Les « centres de santé » sont des structures plus adaptées pour organiser les soins primaires, où les différents professionnels sont salariés. Ces centres sont rattachés à un hôpital, une mutuelle, une collectivité territoriale. Les professionnels n’ont alors pas la responsabilité de la gestion, ce qui les laisse se concentrer sur les activités de santé. Ces centres peuvent alors plus facilement adapter leurs activités, organisations, etc. à la population à laquelle ils s’adressent. Le syndicalisme doit aussi y jouer un rôle, en portant les besoins, en faisant prendre en compte les conditions de travail et de vie des populations.
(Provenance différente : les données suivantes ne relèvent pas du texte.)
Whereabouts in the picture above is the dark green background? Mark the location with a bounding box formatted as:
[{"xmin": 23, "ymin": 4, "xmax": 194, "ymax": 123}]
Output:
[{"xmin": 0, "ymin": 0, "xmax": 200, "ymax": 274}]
Le faible développement de ces centres tient d’abord à un frein idéologique : le libéralisme est très prégnant dans la formation des médecins en France. Il y a ensuite le frein du paiement à l’acte, mode inadapté aujourd’hui face à la nécessaire coordination des différents professionnels. Un financement global peut répondre aux évolutions nécessaires du mode d’exercice de la médecine, en particulier pour les soins primaires.

(Ce texte est une synthèse d'une note de la Confédération Générale du Travail, récemment publiée, en vue de son prochain 52 ème congrès confédéral, en 2019 à Dijon).